Après une belle nuit au camping (26€, mais tout vidé et rempli, lessivé, etc …), nous reprenons la route pour aller voir le Capo Caccia, une merveille ; nous n’irons pas tout à fait jusqu’au cap, trop de monde, parkings saturés, nous n’irons pas à la grotte de Neptune, 640 marches, pffft, dans une autre vie, quand on sera jeunes ! Mais nous y étions presque, c’était très beau, on vous laisse juges ! C’est un très bel endroit, tellement imprégné de la mer que même les rochers ont des arêtes !

Nous repartons, vers le Sud cette fois, traversée d’Alghero un peu pénible, puis nous prenons la route côtière, et c’est assez « wouahou » ! Une belle route, sur un terrain difficile, on fait attention, on s’arrête souvent. Vers 13h, un parking, une plage, baignade, déjeuner, la vie quoi. Et le spectacle continue jusqu’à Bosa.

Grâce au parking trouvé sur Park4Night (oui, je leur fais de la pub, et c’est cadeau), nous entrons très vite en ville à pied pour réaliser qu’une fête est en cours, mais sans bien voir quoi.
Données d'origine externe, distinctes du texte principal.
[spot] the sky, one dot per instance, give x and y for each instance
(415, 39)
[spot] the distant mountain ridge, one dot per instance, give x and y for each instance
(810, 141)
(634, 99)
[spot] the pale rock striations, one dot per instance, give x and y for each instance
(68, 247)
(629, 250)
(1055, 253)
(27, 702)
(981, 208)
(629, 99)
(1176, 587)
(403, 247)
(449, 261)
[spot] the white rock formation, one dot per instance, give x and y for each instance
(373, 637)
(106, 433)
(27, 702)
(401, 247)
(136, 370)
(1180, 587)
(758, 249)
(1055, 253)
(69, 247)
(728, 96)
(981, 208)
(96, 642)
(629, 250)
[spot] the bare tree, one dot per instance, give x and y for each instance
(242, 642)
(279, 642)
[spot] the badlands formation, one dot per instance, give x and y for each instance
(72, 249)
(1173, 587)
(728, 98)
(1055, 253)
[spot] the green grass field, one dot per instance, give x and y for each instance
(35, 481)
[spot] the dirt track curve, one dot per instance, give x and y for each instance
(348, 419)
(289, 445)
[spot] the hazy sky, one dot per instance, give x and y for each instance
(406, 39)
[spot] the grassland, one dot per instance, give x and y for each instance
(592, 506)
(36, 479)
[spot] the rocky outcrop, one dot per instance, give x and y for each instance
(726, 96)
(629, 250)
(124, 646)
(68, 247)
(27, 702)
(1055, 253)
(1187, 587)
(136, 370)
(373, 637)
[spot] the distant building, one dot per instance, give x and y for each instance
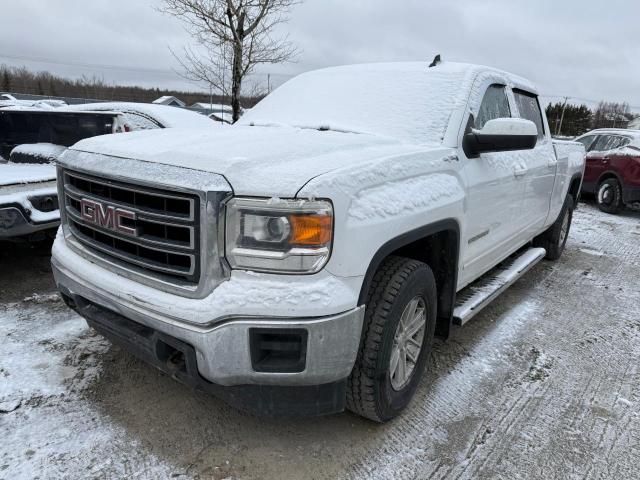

Après un peu de balade en ville, nous montons au château (oui, encore !). Mais les remparts sont fermés, on prépare une cérémonie religieuse ; ça se précise. Nous redescendondon, pardon, redescendons donc, et après avoir croisé plusieurs « reposoirs » très fleuris, nous rencontrons enfin la procession qui semble être l’axe majeur de la journée ; costumes anciens, autorités religieuses et civiles, relique en promenade, harmonie municipale, cortège populaire, tout y est … Il ne nous reste plus qu’à rentrer avec encore quelques jolies couleurs.